ジュン「変な演奏聴かれちゃったね・・・」
私「荒削りだけど、とうさんの心の奥まで大きなトゲで突き刺された感じ・・・」
ジュン「とうさんにはなんでも見抜かれちゃうもんね・・・」
私「少しは落ち着いたか?」
ジュン「まあね・・・」
その後、私たちはそれぞれ自分のことをして、1時前頃ににベッドに横になった。
ジュン「ねえねえ、とうさん・・・」
私「なんだい、ジュン。」
ジュン「とうさんはあの女の人みたいにオレのこと捨てないよね・・・」
私「なにわけのわからないこと言ってるんだよ、ジュン・・・」
ジュン「だって最近、あんまりオレにスキンシップしてくれないし、お風呂もいっしょに入ることが少なくなったし・・・ とうさん、オレのこといらなくなっちゃった?」
私「バ~カ、そんなわけあるわけだいだろうが・・・」
ジュン「じゃあどうしてだよ・・・」
私「ジュンも成人したことだし、あんまり子供みたいに扱うのもどうかなと思ってさ・・・」
ジュン「前みたいなほうがオレはうれしいけどね・・・」
私「でもさ、あんまりジュンのことをかまいすぎて、ジュンに鬱陶しく思われるのもいやだし・・・」
ジュン「オレはとうさんにいくらかまってもらってもいいけどね・・・」
私「それに今はこうやっていっしょに住んでいられるけど、ジュンもそのうち結婚するだろう、その時急にジュンを手放すのはあまりにもさみしいんで、少しずつ慣らしていこうかなと思ってるんだけどね・・・」
ジュン「オレはもしも結婚してもとうさんと同居するつもりだし、それならずっといっしょにお風呂入ったり、たまにはとうさんのベッドで一緒に寝たりできるできるじゃん。
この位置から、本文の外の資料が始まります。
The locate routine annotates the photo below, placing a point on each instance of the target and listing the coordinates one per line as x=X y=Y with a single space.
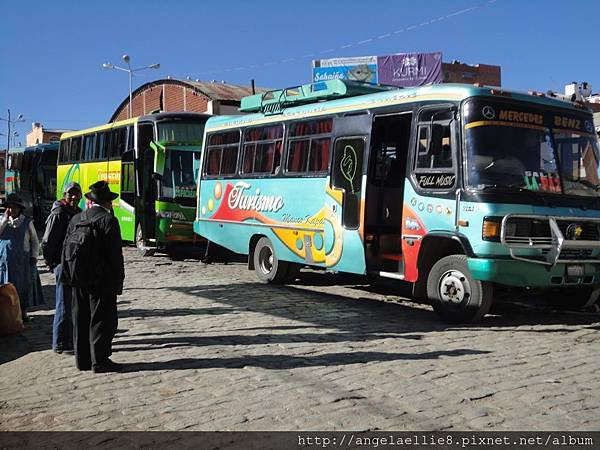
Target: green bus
x=152 y=162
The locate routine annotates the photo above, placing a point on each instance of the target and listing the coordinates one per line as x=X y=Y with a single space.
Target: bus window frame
x=64 y=148
x=290 y=140
x=273 y=173
x=455 y=145
x=209 y=147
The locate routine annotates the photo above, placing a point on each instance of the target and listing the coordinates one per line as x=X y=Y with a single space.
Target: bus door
x=344 y=202
x=147 y=184
x=127 y=198
x=390 y=140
」
私「そんなことしたら、お嫁さんに嫌われるぞ。」
ジュン「そういうことを認めてくれる相手を探すから大丈夫・・・」
私「そんなにうまく探せるか?」
ジュン「オレだって、俊顕ほどじゃないけど、お婿さんとしてはそれなりにポイント高いと思うよ。」
私「それはそうだけど、変なのにつかまるなよ。」
ジュン「とうさん、今から心配するなよ。」
私「そうだな・・・」
ジュン「とうさん、寝るまでオレをかるくハグしててよ。」
私「もう甘えて・・・」
ジュン「とうさんがいちばん好きだよ・・・」
私「とうさんもだよ・・・」
ジュン「良かった・・・」
私の腕の中でジュンは安心したように眠り始めた。私はジュンの顔を見ながら幸せな気分でいっぱいになっていた。そしてしばらく私のほうは子離れができそうにないなと思ったのだった。